Japan’s Teijin Frontier also claims to have developed a recycling method for stretch fabrics and garments. Before chemical recycling, a pretreatment phase using a special processing agent removes the elastane fibre and all other foreign materials such as dyes. The company says the agent “swells the PU-elastane fibres”, breaks their chemical bonds and dissolves them. Tests to optimise the solution have been ongoing since October 2022.
A matter of proportion?
The prospect of recycling all types of textile waste, including those troublesome multifibre blends, is not as bleak as expected. The pervasiveness of elastane in today’s clothing, for sports and everyday apparel, is such that solutions do need to be found. However, picking out clothing and fabrics with high elastane content from those with only 1% will complicate operations for recyclers.

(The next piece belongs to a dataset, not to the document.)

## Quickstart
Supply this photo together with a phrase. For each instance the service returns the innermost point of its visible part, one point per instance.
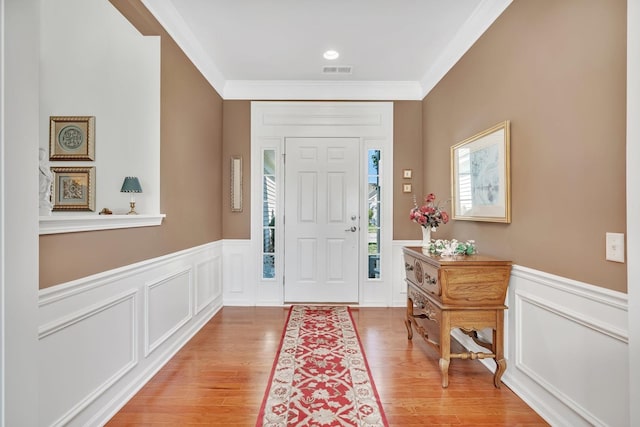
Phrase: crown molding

Tim Cross, founder of Project Re:Claim and the Circular Textile Foundation, notes that many items of clothing could be readily recyclable “if a few minor changes were made, without altering the performance of a garment”. One such change would be to reduce elastane content from 6% to 5%, which would allow stretch apparel to go through many mechanical and thermomechanical recycling processes. But to optimise yields, and enable manufacturers of elastane to retrieve recycled material, the more elastane recovered the better. “In clothing with low elastane content, we understand that it will often be lost,” notes Dr Ceria. 
Aquafil’s separation technique retrieves nylon for its Econyl factory in Slovenia.